Oswaldo Petrin
-Mal refeitos do impacto da crise financeira mundial, os países que integram o Mercosul estarão reunidos no dia 10 de dezembro, no Rio de Janeiro. Da pauta pouco se sabe, mas, como Brasil, Argentina, Uruguai e Paraguai têm em comum a crise mundial, tudo indica que a reunião será no sentido de curtir a ressaca, ou seja uma revisão geral da situação e a proposta para reforçar a atuação em conjunto.
-É só, afinal, o ritmo de fim de ano não permite avançar além das amenidades. É isto mesmo, já que problemas reais, que afligem a agroindústria e produtores brasielrios, como triangulação de produtos lácteos, a questão da carne e outros gargalos, vão passar longe das discussões.
-E ainda tem a questão do açúcar. Os brasileiros, vão convocar os árbitros para questionar a validade de uma lei argentina, proibindo a redução das tarifas impostas ao açúcar importado, e dos direitos antidumping cobrados de alguns de seus produtos siderúrgicos.
-Há tímidos sinais de avanço na questão alfandegária.

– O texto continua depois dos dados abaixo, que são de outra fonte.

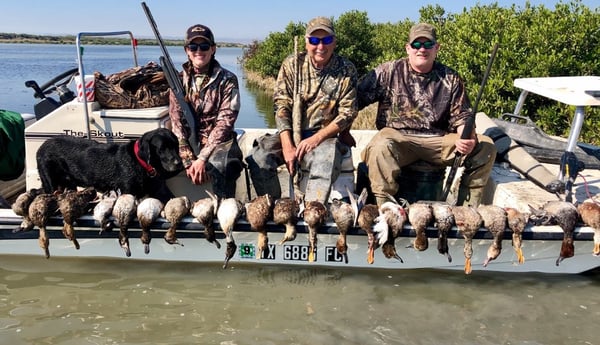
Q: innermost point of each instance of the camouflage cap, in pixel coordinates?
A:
(320, 23)
(422, 30)
(199, 31)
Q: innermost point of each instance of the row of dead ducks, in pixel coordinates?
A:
(381, 224)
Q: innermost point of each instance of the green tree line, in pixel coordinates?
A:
(534, 41)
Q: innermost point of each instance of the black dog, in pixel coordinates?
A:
(139, 167)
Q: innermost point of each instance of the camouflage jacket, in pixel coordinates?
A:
(327, 95)
(215, 106)
(416, 103)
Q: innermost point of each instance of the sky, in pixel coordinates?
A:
(238, 21)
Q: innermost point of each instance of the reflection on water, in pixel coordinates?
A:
(263, 103)
(93, 301)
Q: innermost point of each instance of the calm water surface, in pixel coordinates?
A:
(85, 301)
(42, 62)
(94, 301)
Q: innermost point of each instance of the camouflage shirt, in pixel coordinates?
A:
(416, 103)
(215, 103)
(328, 94)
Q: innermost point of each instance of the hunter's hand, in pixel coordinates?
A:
(465, 146)
(307, 145)
(197, 172)
(289, 155)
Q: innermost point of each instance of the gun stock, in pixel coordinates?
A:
(172, 76)
(452, 178)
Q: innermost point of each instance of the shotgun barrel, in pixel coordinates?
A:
(468, 129)
(172, 76)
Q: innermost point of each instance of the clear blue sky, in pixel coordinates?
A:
(230, 20)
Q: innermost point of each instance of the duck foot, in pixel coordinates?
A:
(20, 229)
(229, 252)
(173, 240)
(345, 255)
(44, 244)
(212, 238)
(397, 257)
(216, 243)
(124, 243)
(106, 228)
(447, 255)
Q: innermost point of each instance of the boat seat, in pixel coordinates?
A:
(420, 180)
(343, 183)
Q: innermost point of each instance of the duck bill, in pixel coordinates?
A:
(371, 255)
(468, 268)
(520, 256)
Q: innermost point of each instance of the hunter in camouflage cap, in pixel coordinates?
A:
(320, 23)
(422, 30)
(199, 31)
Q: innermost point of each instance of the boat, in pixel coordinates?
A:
(511, 185)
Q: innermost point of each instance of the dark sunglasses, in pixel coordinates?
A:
(426, 44)
(315, 40)
(204, 46)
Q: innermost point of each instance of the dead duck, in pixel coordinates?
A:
(388, 226)
(21, 208)
(124, 211)
(174, 210)
(443, 220)
(205, 211)
(147, 211)
(420, 214)
(468, 221)
(517, 221)
(563, 214)
(590, 215)
(366, 219)
(258, 212)
(103, 210)
(344, 215)
(73, 204)
(285, 212)
(494, 220)
(230, 210)
(40, 210)
(314, 215)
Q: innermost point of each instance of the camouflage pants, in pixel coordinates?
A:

Em agosto os quatro países iniciaram discussões de acordos de equivalência, para reduzir a burocracia nas alfândegas, os quatro governos resolveram outra questão pendente: as normas técnicas exigidas por cada país, para os importados, valerão também para os produtos comprados de outro parceiro do Mercosul, por mais rigorosas que sejam.
-O Uruguai queria que as exigências de qualidade entre sócios fossem menores. A Argentina, por sua vez, decidiu rever a decisão de seu Banco Central de deixar de dar garantias às operações de importação, que estaria prejudicando os exportadores dos outros países do Mercosul.

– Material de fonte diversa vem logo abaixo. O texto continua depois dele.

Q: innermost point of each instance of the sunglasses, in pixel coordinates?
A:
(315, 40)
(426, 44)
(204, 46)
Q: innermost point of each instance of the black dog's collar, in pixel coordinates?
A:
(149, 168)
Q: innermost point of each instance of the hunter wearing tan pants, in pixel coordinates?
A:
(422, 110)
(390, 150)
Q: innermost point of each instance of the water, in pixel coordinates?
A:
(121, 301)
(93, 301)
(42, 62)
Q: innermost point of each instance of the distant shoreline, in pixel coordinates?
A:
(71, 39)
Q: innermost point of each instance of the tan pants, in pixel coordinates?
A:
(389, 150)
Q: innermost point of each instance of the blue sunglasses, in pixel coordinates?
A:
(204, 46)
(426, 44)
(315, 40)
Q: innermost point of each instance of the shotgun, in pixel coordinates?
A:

-Os quatro países também concluíram a regulamentação de seu mecanismo de solução de controvérsias, que nunca foi utilizado desde a sua criação, em 1991, porque os governos preferiam resolver suas diferenças politicamente. Apesar dos avanços dessa semana, tanto o Brasil quanto a Argentina mantêm a sua decisão de acionar este mecanismo pela primeira vez.
-A Argentina quer constituir um comitê de arbitragem, para decidir se o Comunicado 37 do Ministério da Indústria, Comércio e Turismo (Mict) viola as regras do Mercosul e precisa ser revogado. O texto ampliou a lista de produtos que precisam de licença de importação para entrar no Brasil.
-As divergências aumentaram porque estamos numa etapa mais avançada do processo de integração e é natural que os perdedores se mobilizem para defender seus interesses, disse o subsecretário de Integração Econômica do Mercosul, da chancelaria argentina, Alfredo Morelli. Mas tudo será acertado. Será? Mas de que forma?.